Training Loss Explodes When Resuming From a Checkpoint

Hi all,

I am trying to implement a function in my algorithm which allows me to resume training from a checkpoint. The problem is that when I resume training, my loss explodes by many orders of magnitude, from the order to 0.001 to 1000. I suspect that the problem may be that when training is resumed, the learning rate is not being set properly.

Here is my training function:

def train_gray(epoch, data_loader, device, model, criterion, optimizer, i, path):
    train_loss = 0.0
    for data in data_loader:
        img, _ = data
        img = img.to(device)
        stand_dev = 0.0392

        noisy_img = add_noise(img, stand_dev, device)

        output = model(noisy_img, stand_dev)
        output = output[:,0:1,:,:]  
        loss = criterion(output, img)

        optimizer.zero_grad()

        loss.backward()
        optimizer.step()
        train_loss += loss.item()*img.size(0)

    train_loss = train_loss/len(data_loader)

    print('Epoch: {} Complete \tTraining Loss: {:.6f}'.format(
        epoch,
        train_loss
        ))
    return train_loss

And here is my main function that initialises my variables, loads a checkpoint, calls my training function, and saves a checkpoint after an epoch of training:


def main():
    now = datetime.now()
    current_time = now.strftime("%H_%M_%S")
    path = "/home/bledc/my_remote_folder/denoiser/models/{}_sigma_10_session2".format(current_time)
    os.mkdir(path)

    width = 256
    # height = 256
    num_epochs = 25
    batch_size = 4
    learning_rate = 0.0001

    data_loader = load_dataset(batch_size, width)
    
    model = UNetWithResnet50Encoder().to(device)
    criterion = nn.MSELoss()
    optimizer = torch.optim.Adam(
        model.parameters(), lr=learning_rate, weight_decay=1e-5)
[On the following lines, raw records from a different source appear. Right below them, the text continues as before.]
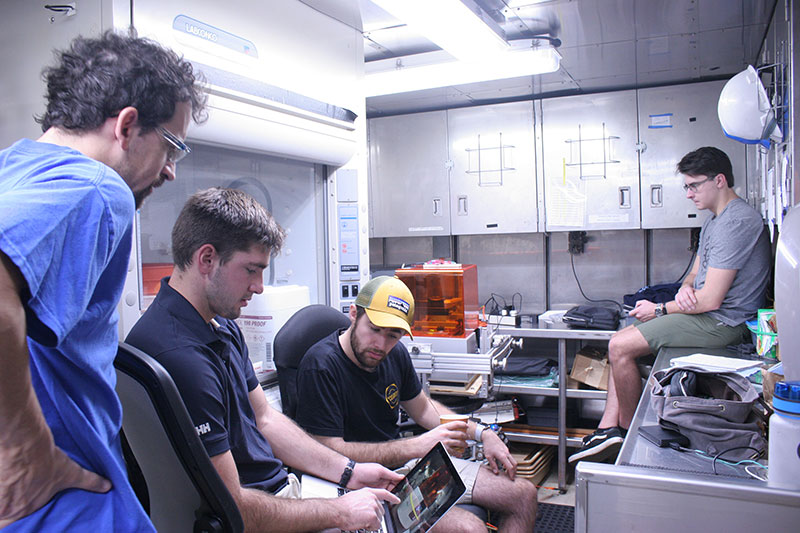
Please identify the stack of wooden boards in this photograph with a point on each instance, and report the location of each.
(533, 461)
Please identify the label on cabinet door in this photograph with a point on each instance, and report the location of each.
(609, 219)
(426, 228)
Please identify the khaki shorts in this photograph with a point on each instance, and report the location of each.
(690, 331)
(292, 490)
(468, 470)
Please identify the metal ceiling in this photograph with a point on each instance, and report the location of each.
(606, 45)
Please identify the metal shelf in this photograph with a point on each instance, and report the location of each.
(549, 391)
(539, 438)
(561, 334)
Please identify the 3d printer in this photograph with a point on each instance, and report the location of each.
(446, 299)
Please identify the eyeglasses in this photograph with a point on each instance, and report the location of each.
(177, 148)
(696, 185)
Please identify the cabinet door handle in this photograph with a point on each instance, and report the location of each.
(656, 196)
(462, 205)
(625, 197)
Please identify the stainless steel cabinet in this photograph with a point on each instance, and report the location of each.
(493, 181)
(591, 166)
(408, 175)
(673, 121)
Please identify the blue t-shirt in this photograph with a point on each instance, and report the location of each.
(65, 222)
(212, 370)
(336, 398)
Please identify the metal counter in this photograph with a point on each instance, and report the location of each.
(660, 489)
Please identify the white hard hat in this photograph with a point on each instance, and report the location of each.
(744, 109)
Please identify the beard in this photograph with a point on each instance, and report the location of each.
(221, 298)
(365, 361)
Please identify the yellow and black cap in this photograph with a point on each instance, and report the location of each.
(388, 303)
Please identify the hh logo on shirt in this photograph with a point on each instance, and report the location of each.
(392, 395)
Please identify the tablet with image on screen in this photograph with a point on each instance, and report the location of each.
(429, 490)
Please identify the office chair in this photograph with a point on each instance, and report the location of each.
(178, 486)
(303, 330)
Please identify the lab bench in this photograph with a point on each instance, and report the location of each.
(562, 335)
(660, 489)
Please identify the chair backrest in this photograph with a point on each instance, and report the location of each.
(183, 490)
(303, 330)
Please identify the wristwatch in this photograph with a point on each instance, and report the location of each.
(347, 474)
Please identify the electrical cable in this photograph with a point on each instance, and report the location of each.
(520, 301)
(753, 474)
(505, 304)
(574, 273)
(717, 457)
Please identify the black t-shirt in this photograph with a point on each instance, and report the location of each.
(213, 373)
(338, 399)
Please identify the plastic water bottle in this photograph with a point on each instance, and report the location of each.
(784, 437)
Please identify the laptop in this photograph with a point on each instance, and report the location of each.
(429, 490)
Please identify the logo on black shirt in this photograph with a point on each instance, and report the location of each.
(392, 395)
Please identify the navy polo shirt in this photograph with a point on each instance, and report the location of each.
(213, 373)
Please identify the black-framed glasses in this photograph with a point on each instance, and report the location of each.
(177, 148)
(696, 185)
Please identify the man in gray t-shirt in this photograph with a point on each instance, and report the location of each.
(726, 287)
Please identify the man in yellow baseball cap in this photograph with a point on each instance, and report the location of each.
(388, 303)
(351, 385)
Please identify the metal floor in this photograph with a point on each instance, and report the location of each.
(552, 518)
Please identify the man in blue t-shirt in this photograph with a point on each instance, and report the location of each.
(221, 244)
(117, 109)
(351, 385)
(725, 288)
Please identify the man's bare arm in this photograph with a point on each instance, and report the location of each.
(264, 512)
(32, 468)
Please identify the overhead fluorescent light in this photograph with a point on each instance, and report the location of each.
(459, 27)
(431, 70)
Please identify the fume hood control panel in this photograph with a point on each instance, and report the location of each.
(349, 250)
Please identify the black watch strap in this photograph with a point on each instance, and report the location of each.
(347, 474)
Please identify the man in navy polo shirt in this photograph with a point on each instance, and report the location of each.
(222, 242)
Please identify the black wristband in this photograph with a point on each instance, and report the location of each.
(347, 474)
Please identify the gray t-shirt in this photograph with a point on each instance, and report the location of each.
(736, 239)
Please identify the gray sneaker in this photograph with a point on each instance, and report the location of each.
(601, 446)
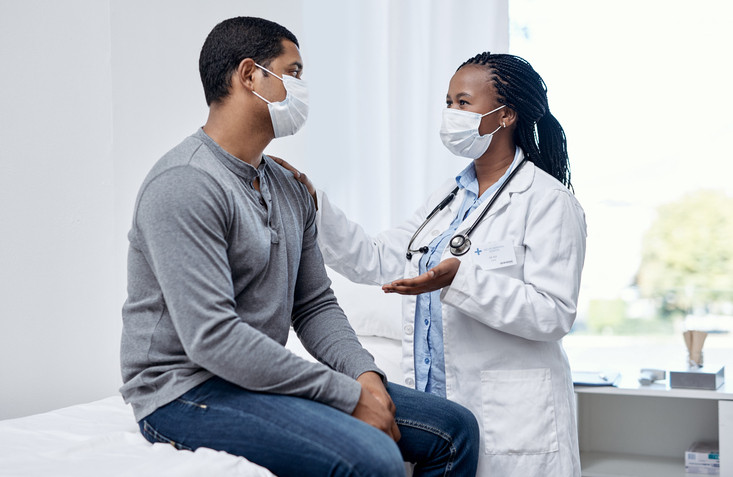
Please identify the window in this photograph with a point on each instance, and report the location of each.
(642, 90)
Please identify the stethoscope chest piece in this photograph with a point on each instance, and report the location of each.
(459, 245)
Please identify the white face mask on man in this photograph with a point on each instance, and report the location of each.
(459, 132)
(288, 115)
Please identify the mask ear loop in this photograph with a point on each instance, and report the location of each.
(493, 111)
(273, 74)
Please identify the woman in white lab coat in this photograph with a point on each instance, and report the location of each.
(484, 328)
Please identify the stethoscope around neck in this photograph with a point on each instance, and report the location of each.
(460, 244)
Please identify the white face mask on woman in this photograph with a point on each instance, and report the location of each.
(288, 115)
(460, 135)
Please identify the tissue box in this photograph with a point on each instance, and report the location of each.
(703, 458)
(704, 378)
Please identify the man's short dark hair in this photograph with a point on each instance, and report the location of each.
(230, 42)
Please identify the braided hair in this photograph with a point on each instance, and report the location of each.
(538, 133)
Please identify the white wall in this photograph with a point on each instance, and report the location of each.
(93, 92)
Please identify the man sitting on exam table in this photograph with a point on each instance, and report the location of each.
(223, 260)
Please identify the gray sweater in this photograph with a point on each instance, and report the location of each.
(217, 273)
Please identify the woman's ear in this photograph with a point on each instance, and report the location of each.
(507, 117)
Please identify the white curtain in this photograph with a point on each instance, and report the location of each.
(378, 72)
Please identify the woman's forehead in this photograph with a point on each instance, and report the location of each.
(472, 80)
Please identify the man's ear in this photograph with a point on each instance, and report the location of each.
(507, 117)
(245, 73)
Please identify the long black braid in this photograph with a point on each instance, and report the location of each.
(538, 133)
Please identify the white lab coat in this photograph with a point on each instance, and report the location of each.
(502, 327)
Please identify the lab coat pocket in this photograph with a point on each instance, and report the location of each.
(518, 411)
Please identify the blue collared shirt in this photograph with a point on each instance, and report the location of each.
(429, 358)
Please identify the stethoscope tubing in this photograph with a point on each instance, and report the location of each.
(460, 244)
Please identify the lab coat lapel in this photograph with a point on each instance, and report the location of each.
(519, 183)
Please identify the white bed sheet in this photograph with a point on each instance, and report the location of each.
(101, 438)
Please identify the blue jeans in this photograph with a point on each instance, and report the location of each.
(299, 437)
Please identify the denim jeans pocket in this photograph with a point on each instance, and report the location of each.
(153, 436)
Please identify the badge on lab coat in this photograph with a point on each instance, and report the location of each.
(495, 255)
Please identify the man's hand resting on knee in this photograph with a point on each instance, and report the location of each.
(375, 407)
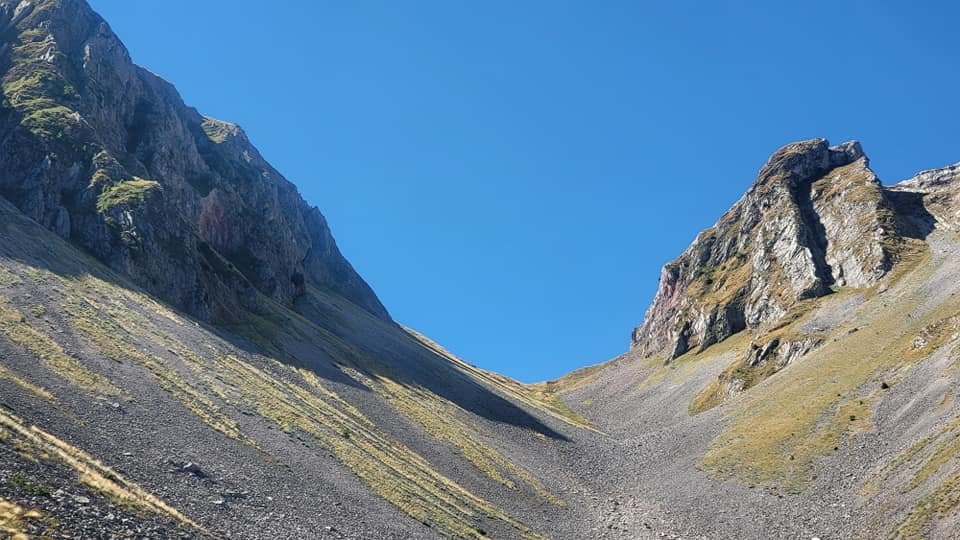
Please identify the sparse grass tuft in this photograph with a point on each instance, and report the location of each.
(14, 518)
(14, 326)
(129, 192)
(92, 473)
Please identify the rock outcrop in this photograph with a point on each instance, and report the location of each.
(816, 218)
(106, 154)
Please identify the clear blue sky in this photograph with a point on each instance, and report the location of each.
(510, 175)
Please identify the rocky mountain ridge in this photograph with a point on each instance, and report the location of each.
(184, 353)
(816, 219)
(106, 154)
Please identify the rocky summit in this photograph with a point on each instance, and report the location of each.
(185, 353)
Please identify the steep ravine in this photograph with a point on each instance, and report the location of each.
(184, 352)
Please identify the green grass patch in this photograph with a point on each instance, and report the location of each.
(129, 192)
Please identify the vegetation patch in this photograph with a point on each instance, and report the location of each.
(217, 130)
(90, 472)
(783, 426)
(7, 375)
(14, 326)
(14, 519)
(129, 192)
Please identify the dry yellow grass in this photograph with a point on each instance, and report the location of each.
(14, 518)
(779, 429)
(15, 327)
(97, 476)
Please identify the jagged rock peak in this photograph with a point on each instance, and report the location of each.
(107, 155)
(815, 218)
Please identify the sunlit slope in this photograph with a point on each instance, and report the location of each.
(291, 399)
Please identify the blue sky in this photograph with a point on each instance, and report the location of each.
(509, 176)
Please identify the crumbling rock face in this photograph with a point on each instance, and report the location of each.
(815, 218)
(106, 154)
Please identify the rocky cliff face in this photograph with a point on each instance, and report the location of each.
(815, 219)
(106, 154)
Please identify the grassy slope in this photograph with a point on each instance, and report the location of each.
(89, 308)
    ############################################################################################
    # UNCOMMENT CODE BELOW TO RESUME TRAINING FROM A MODEL
    model_path = "/home/bledc/my_remote_folder/denoiser/models/resnet_sigma_10/model_epoch_10.pt"
    save_point = torch.load(model_path)
    model.load_state_dict(save_point['model_state_dict'])
    optimizer.load_state_dict(save_point['optimizer_state_dict'])
    epoch = save_point['epoch']
    train_loss = save_point['train_loss']
    model.train()
    ############################################################################################

    for i in range(epoch, num_epochs+1):
        train_loss = train_gray(i, data_loader, device, model, criterion, optimizer, i, path)
        checkpoint(i, train_loss, model, optimizer, path)

    print("end")

Lastly, here is my function to save checkpoints:

def checkpoint(epoch, train_loss, model, optimizer, path):
    torch.save({
            'epoch': epoch,
            'model_state_dict': model.state_dict(),
            'optimizer_state_dict': optimizer.state_dict(),
            'train_loss': train_loss
            }, path+"/model_epoch_{}.pt".format(epoch))
    print("Epoch saved")

If my problem is that I am not saving my learning rate, how would I do this?

Any help would be greatly appreciated,
Clement

I think I’ve narrowed my problem down to the model itself. I’m using a pretrained resnet and freeze some layers in the process. I think the optimizer is not saving the layers whos training is set to false. I’ll update when I find a more precise solution.